I understood why Eric had been scared. I understood why Angie and Justin had shied away from me. They didn’t want to know the amount of pain that I’d been feeling so I kept to myself. They knew, but when I got that letter from my parents, I couldn’t keep it checked and hidden anymore. The pain was too much. It had started to mingle with rage until it became one and the same. It made me look different. It made me walk different. It made me act different, think different, feel different. It was like an arm had been cut off from me. I kept going, but I couldn’t grow another arm. Except for me, it was feeling loved. It was having a family. It was being supported. But it was gone, that letter just cemented it and I no longer had the ability to keep hiding.

Angie would never understand that. So I couldn’t even start to explain it. Instead, I only murmured, “You’re off the hook.”

“What?”

“You’re off the hook, Ang. I know you tried to be a friend to me last year, but let’s just admit this. It was hard being my friend. I get it.”

Her tears started falling again. She crumpled to the ground and began to rock back and forth. She just kept crying.

I knelt beside her. I didn’t touch her. I wasn’t going to comfort her, but I knew she needed to be released. “I know you tried to be my friend. I think you did a good job, but with the whole mess of my family, I wasn’t a normal person. I’m still not a normal person. Pain and grief, loss and mourning, then being abandoned, a person can only take so much. Eventually, if they don’t get support or love, they’re going to fall under all those strikes, you know?”

She started sobbing, deep gut-wrenching sobs and she buried her head in her knees. Her shoulders jerked forward with each sob.

Frowning at her, she was the one crying while I had been the one hurting. It didn’t make sense to me, but I still said, “You have a good future ahead of you. I know that I was holding you back. I was like an anchor with all my stuff. I get it. I do. Beth and Hannah, they’re like me. They get it and they’re not scared to be around me. Neither’s Jesse. I get him, no one else does.”
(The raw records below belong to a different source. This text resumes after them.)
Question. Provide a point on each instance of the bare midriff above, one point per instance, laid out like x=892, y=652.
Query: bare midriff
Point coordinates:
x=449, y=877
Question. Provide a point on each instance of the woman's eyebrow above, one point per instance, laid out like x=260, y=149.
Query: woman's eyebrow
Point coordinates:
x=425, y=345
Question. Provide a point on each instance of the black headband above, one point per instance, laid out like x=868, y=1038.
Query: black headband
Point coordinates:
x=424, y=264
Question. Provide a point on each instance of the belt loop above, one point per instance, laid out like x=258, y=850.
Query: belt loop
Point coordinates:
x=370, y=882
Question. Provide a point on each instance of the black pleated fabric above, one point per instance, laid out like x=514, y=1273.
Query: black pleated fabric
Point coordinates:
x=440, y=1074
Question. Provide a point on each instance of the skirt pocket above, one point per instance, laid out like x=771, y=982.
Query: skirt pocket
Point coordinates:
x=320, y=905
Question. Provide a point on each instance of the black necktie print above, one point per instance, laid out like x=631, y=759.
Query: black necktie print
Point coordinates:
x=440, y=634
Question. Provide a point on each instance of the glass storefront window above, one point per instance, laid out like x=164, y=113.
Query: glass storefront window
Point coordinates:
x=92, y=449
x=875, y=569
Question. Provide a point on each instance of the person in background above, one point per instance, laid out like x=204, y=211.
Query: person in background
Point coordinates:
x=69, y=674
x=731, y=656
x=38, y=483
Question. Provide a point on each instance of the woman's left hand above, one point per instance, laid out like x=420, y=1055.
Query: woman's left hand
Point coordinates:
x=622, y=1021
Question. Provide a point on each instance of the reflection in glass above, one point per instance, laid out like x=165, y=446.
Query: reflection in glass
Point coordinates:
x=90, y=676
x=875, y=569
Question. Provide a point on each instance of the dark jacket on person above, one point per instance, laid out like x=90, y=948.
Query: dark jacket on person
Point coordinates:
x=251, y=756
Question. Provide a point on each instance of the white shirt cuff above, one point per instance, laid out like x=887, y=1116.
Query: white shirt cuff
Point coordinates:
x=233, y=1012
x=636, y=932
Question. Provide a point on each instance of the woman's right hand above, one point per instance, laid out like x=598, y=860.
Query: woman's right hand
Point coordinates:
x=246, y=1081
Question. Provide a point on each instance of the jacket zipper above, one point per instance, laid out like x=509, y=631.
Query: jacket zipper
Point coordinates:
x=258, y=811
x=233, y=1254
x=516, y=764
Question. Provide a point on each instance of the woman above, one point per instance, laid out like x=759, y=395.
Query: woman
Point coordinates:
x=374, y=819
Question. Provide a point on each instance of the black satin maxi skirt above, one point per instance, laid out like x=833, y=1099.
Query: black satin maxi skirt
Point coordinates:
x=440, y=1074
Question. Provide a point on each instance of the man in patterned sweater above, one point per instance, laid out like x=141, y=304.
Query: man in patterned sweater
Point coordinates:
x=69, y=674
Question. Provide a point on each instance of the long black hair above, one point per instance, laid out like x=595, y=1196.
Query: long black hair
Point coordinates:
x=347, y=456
She looked up and wiped at her face. “Have you told him?”

“About?” But I knew. It had never been put into words. I was still scared of what would happen.

“Alex, I was at your house. Your parents were never there. I mean, come on. Stop playing dumb. Just say it,” she snapped.

Reeling, not from her tone, but that she really knew. She actually knew. My heart began racing, pounding in my chest, and panic started again. It was rising.

“We live in a small town, Alex.” She kept going. I tried to shut her out, but I couldn’t. “My mom’s cousin works at the law firm you’re parents used. I know about the stipulations on their stipend for you. That you can’t communicate with them? That you can’t even call them or visit them? That if you want to hear how they’re doing, you’re supposed to send an email to your dad stating your reasons for even asking in the first place. Are you kidding me?”

I couldn’t hear anymore. I wanted to box my hands over my ears. My heart was trying to claw its way out of me.

“I know, I know. Blah, blah, your f**king parents blah. They’re horrible people. They’ve been horrible to you. I saw them last weekend and I couldn’t stand it. I wanted to go over and smack your dad. I wanted to shake common sense into your mom and ask why they could do this to you? You haven’t done anything to them!”